AI is about to change the world of work. As an expert in Performance Management and Change Management, I’m fascinated by the possibilities of AI:
– opportunities arising from incorporating AI into performance management
– the risks and how we can mitigate them
𝐎𝐩𝐩𝐨𝐫𝐭𝐮𝐧𝐢𝐭𝐢𝐞𝐬 from incorporating AI into performance management:
1. AI can sift through heaps of information to collate performance trends incredibly quickly, dramatically reducing the administrative workload for managers and HR. AI can be trained to rapidly gather a holistic, summarised picture of an individual’s performance:
o their achievement against goals, objectives, metrics, OKRs and KPIs
o the feedback received from peers, direct reports, clients and bosses
o the comments written about them in check-ins and formal reviews
2. AI can then create an objective*, unbiased report based on a trawl of all this information. AI’s dispassionate lens could prove very helpful in alleviating a manager’s unconscious bias [*important caveat re. the ‘objectivity’ of AI below]
3. AI could increase an employee’s self-awareness by enabling them to understand their own performance and giving them comparative data in relation to peers. If an employee is able to digest this information in private before attending a performance review discussion it might allow them to be more attentive to their manager’s feedback, avoiding the ‘fight or flight’ tendency people tend to have in appraisals
𝐑𝐢𝐬𝐤𝐬 from using AI in performance management:
1. *Perhaps the biggest risk and misunderstanding is to believe that AI is fool-proof and ‘objective’ simply because it’s not human. It is important to understand that humans built the AI model, with all their foibles and biases. The AI model will simply emphasize and de-emphasize what it’s been taught to look for. No output is entirely ‘pure’; AI can be known to ‘riff on a theme’ and skew the importance or relevance of a particular subject
2. AI cannot solve the issue of ‘rubbish in, rubbish out’. Poor quality or minimal information for AI to draw from means any summary report will be equally poor quality
3. There is a risk that inept managers will take the AI-created initial summary of performance as the ‘gospel truth’ and finished product.
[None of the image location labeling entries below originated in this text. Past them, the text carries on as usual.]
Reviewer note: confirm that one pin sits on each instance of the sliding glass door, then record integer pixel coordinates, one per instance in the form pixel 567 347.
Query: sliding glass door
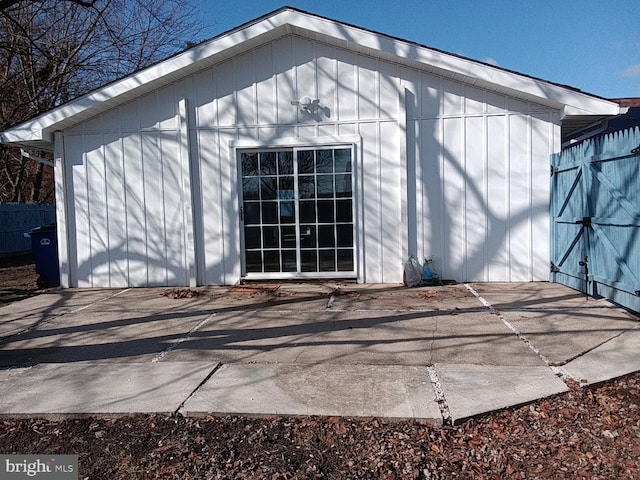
pixel 297 212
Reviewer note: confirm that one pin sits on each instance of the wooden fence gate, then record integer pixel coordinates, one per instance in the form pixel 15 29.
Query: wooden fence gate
pixel 595 212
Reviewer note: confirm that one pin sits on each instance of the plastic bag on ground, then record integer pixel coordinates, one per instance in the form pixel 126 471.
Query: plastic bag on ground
pixel 412 272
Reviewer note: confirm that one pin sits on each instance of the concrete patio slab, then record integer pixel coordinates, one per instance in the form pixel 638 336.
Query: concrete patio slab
pixel 560 322
pixel 95 388
pixel 99 336
pixel 25 314
pixel 399 298
pixel 327 390
pixel 471 390
pixel 618 356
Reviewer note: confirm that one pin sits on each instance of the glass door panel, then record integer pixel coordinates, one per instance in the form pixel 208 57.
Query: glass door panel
pixel 297 211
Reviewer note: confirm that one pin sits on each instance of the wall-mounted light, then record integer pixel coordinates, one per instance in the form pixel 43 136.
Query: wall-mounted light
pixel 307 104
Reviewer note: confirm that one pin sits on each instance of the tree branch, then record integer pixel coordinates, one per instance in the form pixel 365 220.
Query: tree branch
pixel 4 4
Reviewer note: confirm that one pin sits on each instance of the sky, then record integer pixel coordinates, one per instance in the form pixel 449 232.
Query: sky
pixel 593 45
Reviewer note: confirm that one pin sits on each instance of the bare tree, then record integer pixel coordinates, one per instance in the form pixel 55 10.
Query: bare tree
pixel 53 51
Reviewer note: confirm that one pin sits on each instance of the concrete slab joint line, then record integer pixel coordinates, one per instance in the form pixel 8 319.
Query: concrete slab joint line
pixel 168 350
pixel 198 387
pixel 51 318
pixel 330 302
pixel 560 372
pixel 440 398
pixel 595 347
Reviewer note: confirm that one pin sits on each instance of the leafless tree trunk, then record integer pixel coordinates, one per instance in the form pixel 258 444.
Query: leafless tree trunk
pixel 52 51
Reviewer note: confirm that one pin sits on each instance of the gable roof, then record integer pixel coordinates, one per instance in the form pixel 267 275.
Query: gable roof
pixel 572 103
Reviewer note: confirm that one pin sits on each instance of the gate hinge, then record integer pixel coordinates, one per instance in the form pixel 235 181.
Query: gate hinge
pixel 585 222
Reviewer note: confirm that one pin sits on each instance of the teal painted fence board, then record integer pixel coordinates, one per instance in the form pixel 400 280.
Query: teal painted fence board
pixel 18 218
pixel 595 207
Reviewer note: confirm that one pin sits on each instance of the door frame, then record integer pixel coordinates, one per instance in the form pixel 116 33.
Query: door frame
pixel 353 142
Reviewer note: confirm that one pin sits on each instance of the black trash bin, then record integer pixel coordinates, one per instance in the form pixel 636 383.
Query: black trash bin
pixel 44 244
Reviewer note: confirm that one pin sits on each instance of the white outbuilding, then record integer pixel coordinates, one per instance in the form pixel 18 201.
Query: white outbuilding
pixel 297 146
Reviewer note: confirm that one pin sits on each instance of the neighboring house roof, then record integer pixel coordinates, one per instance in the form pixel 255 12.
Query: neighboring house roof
pixel 575 106
pixel 629 118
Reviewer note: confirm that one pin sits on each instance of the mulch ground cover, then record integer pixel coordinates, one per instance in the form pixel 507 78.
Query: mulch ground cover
pixel 587 433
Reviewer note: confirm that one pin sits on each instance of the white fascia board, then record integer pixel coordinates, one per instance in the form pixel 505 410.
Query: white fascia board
pixel 571 101
pixel 39 129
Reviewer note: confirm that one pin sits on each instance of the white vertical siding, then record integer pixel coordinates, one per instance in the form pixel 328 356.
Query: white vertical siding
pixel 475 192
pixel 127 182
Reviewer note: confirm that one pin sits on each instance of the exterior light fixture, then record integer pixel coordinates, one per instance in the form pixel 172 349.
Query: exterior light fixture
pixel 307 104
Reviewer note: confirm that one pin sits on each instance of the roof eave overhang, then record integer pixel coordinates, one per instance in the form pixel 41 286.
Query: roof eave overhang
pixel 567 101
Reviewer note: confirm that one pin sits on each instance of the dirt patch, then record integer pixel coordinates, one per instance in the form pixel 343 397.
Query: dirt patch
pixel 17 278
pixel 585 433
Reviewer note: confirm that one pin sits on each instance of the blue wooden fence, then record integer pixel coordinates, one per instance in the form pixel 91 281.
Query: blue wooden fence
pixel 18 218
pixel 595 210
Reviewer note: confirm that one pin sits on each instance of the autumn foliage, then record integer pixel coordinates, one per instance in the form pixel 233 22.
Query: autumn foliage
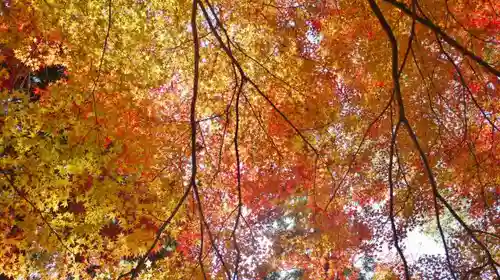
pixel 249 139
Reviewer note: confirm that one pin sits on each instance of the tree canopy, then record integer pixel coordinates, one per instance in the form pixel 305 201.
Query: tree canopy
pixel 221 139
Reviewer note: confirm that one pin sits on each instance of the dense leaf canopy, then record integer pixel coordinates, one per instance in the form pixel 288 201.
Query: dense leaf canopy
pixel 253 139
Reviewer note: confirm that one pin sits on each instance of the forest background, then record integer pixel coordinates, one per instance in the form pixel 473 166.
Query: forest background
pixel 257 139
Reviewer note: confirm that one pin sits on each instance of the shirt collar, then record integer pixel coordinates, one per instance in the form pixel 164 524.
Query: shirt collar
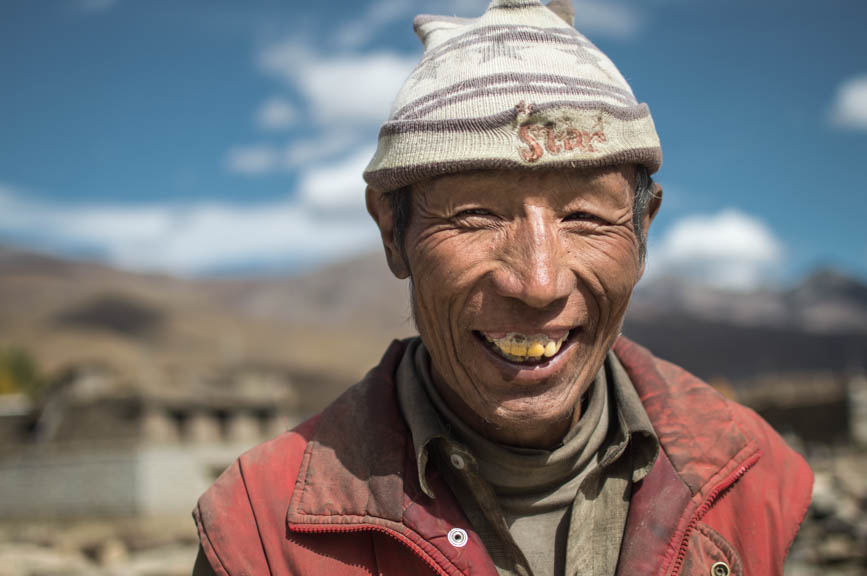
pixel 631 429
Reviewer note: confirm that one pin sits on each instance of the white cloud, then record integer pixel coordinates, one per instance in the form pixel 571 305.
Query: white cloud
pixel 252 160
pixel 326 220
pixel 339 186
pixel 342 90
pixel 276 114
pixel 730 249
pixel 850 106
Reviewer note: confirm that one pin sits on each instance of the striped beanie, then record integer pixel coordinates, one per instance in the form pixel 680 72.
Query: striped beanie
pixel 518 87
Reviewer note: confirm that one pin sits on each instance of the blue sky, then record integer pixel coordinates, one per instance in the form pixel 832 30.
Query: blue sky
pixel 218 137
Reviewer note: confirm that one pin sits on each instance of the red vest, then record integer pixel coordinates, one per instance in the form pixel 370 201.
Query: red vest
pixel 339 495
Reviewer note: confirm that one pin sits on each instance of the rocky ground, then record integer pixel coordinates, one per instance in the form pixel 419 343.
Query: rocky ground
pixel 833 537
pixel 832 540
pixel 134 547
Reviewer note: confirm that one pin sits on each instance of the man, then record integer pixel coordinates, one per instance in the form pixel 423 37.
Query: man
pixel 520 434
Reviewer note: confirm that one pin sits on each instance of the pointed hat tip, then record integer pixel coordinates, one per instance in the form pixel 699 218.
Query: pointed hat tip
pixel 563 9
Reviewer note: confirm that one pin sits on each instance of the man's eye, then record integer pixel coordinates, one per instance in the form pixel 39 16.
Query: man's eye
pixel 473 212
pixel 580 217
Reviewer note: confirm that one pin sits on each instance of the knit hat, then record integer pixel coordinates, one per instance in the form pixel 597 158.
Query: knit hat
pixel 518 87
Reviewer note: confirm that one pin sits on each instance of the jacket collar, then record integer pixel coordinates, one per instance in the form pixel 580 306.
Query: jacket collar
pixel 374 483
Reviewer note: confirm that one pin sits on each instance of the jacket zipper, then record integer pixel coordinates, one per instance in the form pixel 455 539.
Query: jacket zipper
pixel 373 528
pixel 715 494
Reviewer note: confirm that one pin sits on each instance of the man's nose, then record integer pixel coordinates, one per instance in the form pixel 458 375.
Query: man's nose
pixel 535 270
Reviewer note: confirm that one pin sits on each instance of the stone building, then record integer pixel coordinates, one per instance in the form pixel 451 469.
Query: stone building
pixel 99 445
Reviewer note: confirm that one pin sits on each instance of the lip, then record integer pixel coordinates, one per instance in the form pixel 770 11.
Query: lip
pixel 552 333
pixel 530 373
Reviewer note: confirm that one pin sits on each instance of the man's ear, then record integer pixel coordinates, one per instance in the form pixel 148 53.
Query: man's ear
pixel 647 219
pixel 653 208
pixel 380 209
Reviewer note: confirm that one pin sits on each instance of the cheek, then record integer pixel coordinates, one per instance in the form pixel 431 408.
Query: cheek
pixel 608 267
pixel 444 271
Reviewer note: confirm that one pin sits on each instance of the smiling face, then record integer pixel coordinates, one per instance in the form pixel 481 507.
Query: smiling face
pixel 521 281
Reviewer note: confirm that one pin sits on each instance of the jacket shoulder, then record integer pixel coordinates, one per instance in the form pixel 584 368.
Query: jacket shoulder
pixel 710 438
pixel 763 511
pixel 253 492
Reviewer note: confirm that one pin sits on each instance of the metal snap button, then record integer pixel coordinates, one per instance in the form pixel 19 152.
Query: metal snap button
pixel 458 537
pixel 457 461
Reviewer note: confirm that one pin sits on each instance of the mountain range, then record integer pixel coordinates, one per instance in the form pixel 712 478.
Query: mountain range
pixel 169 331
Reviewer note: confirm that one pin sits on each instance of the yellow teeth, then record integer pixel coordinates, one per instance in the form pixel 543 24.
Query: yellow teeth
pixel 521 348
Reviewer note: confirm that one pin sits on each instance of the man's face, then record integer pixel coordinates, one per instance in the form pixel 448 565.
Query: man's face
pixel 521 280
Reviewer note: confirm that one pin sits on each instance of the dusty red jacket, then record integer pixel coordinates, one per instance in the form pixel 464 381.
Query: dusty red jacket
pixel 339 495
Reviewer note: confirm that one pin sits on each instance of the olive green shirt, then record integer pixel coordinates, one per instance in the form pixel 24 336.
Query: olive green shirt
pixel 539 512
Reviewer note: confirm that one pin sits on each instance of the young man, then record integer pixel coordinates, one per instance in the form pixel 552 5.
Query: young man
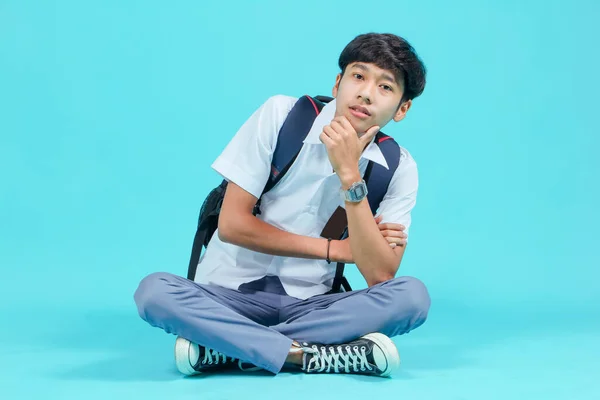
pixel 260 296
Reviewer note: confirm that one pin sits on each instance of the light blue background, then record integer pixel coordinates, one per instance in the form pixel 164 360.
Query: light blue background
pixel 112 112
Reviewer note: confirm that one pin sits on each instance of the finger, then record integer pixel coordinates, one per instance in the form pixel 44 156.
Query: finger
pixel 391 226
pixel 396 241
pixel 339 127
pixel 345 123
pixel 369 134
pixel 325 139
pixel 330 131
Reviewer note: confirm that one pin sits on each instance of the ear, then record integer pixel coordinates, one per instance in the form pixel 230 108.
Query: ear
pixel 336 87
pixel 401 113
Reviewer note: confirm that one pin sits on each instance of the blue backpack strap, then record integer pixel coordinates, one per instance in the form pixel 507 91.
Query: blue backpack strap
pixel 378 178
pixel 291 136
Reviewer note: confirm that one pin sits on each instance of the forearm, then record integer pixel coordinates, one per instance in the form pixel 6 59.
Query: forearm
pixel 254 234
pixel 372 254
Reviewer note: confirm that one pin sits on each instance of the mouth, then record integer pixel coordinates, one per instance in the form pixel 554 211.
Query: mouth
pixel 360 112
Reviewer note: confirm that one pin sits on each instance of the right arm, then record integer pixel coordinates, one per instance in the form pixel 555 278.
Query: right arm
pixel 238 226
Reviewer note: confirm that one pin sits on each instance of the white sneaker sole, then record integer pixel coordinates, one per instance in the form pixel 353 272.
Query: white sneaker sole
pixel 389 349
pixel 185 351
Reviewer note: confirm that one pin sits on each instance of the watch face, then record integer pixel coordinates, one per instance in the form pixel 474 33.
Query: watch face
pixel 359 191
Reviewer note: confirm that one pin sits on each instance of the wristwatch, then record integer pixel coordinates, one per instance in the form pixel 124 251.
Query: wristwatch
pixel 355 193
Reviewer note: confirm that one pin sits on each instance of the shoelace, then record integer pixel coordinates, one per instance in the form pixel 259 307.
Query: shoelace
pixel 328 358
pixel 214 357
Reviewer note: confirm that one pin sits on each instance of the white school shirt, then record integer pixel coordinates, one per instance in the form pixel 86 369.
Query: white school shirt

Managers must understand that whilst AI can give them a straw model, it is 𝒕𝒉𝒆𝒊𝒓 job to critique, correct and humanize it ready for human consumption
To mitigate these risks, comprehensive education and training programs will be vital to increase the understanding of AI and its impact to open people’s eyes wide open to both its opportunities and threats. Change management is also critical to help people adapt to, and influence, these exciting new technologies.